Précurseur, son père est l’un des premiers à introduire la photographie dans la province. «J’ai demandé à mon père de m’initier. Il m’a dit : « Non, tu es encore jeune, tu ne peux pas, la société est cruelle »», se souvient la septuagénaire, mère de deux enfants. Il sera bientôt contraint de changer d’avis. Devenu aveugle après une opération ratée, il ne peut plus subvenir aux besoins de sa famille. Sa fille prend la relève. Elle utilise d’abord le daguerréotype, puis son père vend un terrain pour lui acheter un appareil plus moderne. «Mon studio a connu un succès contre-nature», s’amuse-t-elle. «Parce que j’étais une jeune femme, je pouvais prendre en photo les familles.»

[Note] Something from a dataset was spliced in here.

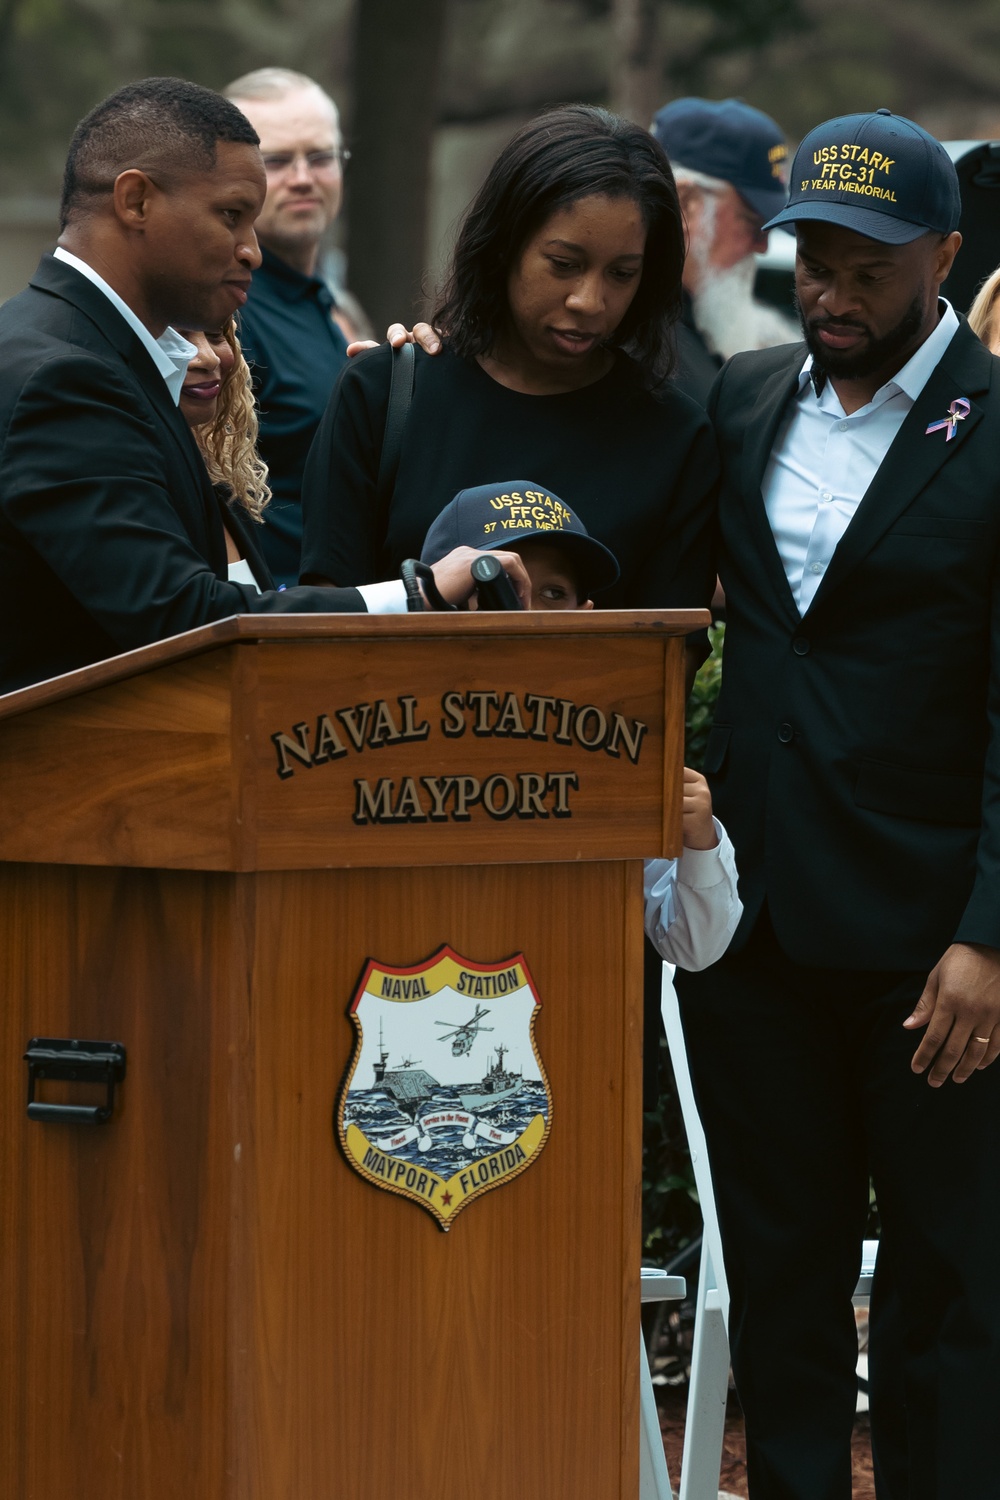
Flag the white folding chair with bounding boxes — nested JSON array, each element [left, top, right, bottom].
[[659, 963, 878, 1500], [640, 1267, 687, 1500]]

Paradoxalement, Samira a tiré profit des codes conservateurs de la société : les pères de famille préféraient savoir qu’une femme photographiait filles et épouses, plutôt qu’un homme. «Il n’y a pas un foyer dans toute la province de Missane qui ne connaisse pas Samira, la photographe», reconnaît Bassem al-Zoubaidi, un client. «Ma génération a connu Samira, car on venait s’y faire photographier. La génération précédente a été témoin de son militantisme politique», poursuit le quadragénaire.

«Source de fierté»

En 1963, dans un Irak déchiré par les révolutions et leur lot de répressions sanglantes, Samira, alors adolescente, ne se doute pas qu’un tract communiste la mènera derrière les barreaux. Après un coup d’État des baasistes qui porte au pouvoir le général Abdel Salam Aref, elle reçoit à son atelier la visite de trois militants qui lui demandent de reproduire en masse un tract dénonçant le nouveau régime.

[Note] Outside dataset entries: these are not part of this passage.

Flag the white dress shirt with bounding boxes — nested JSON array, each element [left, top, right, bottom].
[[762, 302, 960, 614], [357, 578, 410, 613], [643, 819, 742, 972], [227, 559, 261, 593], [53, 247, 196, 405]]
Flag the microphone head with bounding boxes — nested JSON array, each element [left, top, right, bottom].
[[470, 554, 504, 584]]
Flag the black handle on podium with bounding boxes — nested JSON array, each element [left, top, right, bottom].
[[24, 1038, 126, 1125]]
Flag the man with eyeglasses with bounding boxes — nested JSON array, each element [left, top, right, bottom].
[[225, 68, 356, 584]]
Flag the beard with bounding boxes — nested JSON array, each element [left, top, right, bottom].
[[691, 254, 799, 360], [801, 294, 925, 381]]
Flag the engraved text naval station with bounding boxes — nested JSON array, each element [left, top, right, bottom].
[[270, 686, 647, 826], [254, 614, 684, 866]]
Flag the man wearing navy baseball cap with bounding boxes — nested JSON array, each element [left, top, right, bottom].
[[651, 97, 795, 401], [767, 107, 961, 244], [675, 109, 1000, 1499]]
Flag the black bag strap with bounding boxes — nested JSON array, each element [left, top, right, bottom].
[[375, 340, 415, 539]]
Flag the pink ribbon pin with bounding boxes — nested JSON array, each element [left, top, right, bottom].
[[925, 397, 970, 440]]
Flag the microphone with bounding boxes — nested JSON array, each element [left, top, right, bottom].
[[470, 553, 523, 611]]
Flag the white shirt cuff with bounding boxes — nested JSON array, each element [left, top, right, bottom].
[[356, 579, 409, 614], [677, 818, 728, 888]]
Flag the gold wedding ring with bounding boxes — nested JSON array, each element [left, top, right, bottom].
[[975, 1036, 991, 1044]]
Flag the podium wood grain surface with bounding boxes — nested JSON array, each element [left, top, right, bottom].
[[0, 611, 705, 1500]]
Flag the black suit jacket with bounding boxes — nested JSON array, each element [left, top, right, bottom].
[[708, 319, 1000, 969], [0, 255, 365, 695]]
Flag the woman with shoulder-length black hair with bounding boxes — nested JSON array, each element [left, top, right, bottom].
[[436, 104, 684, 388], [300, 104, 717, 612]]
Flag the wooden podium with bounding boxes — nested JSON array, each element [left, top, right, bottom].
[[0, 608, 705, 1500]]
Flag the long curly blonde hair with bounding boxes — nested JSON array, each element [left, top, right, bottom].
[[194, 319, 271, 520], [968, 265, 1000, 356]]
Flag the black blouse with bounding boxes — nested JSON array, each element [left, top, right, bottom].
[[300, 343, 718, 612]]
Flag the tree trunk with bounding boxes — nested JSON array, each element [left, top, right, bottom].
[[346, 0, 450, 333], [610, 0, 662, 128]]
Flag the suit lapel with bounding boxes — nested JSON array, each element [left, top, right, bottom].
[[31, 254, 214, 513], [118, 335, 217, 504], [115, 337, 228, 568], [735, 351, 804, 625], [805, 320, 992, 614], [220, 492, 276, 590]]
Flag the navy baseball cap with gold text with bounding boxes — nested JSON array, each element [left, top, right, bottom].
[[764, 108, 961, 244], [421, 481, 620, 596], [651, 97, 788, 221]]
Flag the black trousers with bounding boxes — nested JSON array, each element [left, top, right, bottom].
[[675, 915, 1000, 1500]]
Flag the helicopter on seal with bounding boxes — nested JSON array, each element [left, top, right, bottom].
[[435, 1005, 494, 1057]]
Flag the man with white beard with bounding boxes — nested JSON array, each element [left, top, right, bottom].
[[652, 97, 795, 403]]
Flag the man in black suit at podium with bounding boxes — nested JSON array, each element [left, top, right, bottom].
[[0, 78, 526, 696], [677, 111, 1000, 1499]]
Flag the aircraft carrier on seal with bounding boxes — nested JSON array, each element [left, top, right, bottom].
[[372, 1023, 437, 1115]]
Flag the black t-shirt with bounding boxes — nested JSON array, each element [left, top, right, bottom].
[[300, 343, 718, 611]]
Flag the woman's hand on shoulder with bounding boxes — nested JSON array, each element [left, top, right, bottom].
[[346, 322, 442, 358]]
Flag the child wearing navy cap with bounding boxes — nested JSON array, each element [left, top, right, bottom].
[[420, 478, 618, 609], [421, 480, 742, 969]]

Elle reconnaît qu’elle ne s’était pas encore totalement forgée sa propre conscience politique, mais qu’elle avait agi «par sympathie» pour les idées de son frère. «Dans tout Amarah, il n’y avait pas un mur où le tract n’était pas collé», s’enorgueillit-elle. «Ce n’est pas un crime, mais une source de fierté.» Une photo, qu’elle conserve encore, l’a rendue célèbre. Elle est sur un lit d’hôpital, après avoir été torturée dans une bâtisse d’Amarah. «Je hurlais tellement que je pensais que toute la ville viendrait me sauver», se souvient-elle.

« Déraciner la corruption et les corrompus »

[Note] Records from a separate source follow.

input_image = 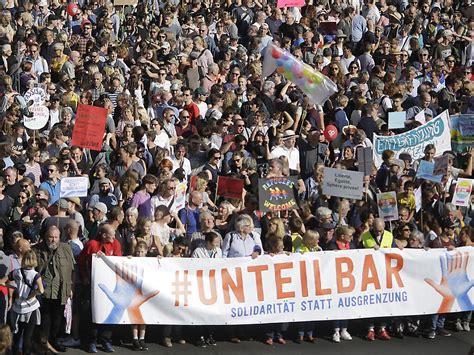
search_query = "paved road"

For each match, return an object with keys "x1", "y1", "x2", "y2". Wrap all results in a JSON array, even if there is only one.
[{"x1": 65, "y1": 322, "x2": 473, "y2": 355}]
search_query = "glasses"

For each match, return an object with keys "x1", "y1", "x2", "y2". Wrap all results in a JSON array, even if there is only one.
[
  {"x1": 330, "y1": 67, "x2": 339, "y2": 71},
  {"x1": 21, "y1": 185, "x2": 29, "y2": 189},
  {"x1": 159, "y1": 35, "x2": 166, "y2": 39},
  {"x1": 213, "y1": 156, "x2": 221, "y2": 159},
  {"x1": 181, "y1": 115, "x2": 190, "y2": 118},
  {"x1": 447, "y1": 60, "x2": 455, "y2": 63},
  {"x1": 168, "y1": 186, "x2": 176, "y2": 190},
  {"x1": 236, "y1": 124, "x2": 245, "y2": 127},
  {"x1": 233, "y1": 159, "x2": 241, "y2": 162},
  {"x1": 48, "y1": 169, "x2": 56, "y2": 172},
  {"x1": 232, "y1": 72, "x2": 240, "y2": 76}
]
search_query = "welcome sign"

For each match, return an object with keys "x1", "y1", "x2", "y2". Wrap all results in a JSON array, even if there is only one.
[{"x1": 92, "y1": 248, "x2": 474, "y2": 325}]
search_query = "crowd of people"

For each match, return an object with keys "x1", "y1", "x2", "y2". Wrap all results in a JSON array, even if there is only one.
[{"x1": 0, "y1": 0, "x2": 473, "y2": 353}]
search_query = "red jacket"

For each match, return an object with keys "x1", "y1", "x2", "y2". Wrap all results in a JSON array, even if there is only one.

Suivent quatre années de sévices et de maladies dans une prison à Bagdad. Après une campagne de solidarité internationale, elle bénéficie d’une grâce décrétée en faveur de plusieurs prisonniers politiques. Sous l’ancien dictateur Saddam Hussein, elle sera brièvement emprisonnée en 1981. Et une nouvelle fois en 1991, pour une manifestation à Amarah dénonçant les répercussions de la première guerre du Golfe. Comme plusieurs autres détenues, elle bénéficie d’une grâce quelques mois plus tard.

Aujourd’hui, Studio Samira accueille toujours ses clients. Et malgré le grand âge, la flamme révolutionnaire brûle encore. Samira Mazaal salue le soulèvement antipouvoir d’octobre 2019, déclenché par la jeunesse irakienne en colère : «Les manifestants auraient dû transformer leur mouvement en révolution massive pour déraciner la corruption et les corrompus.»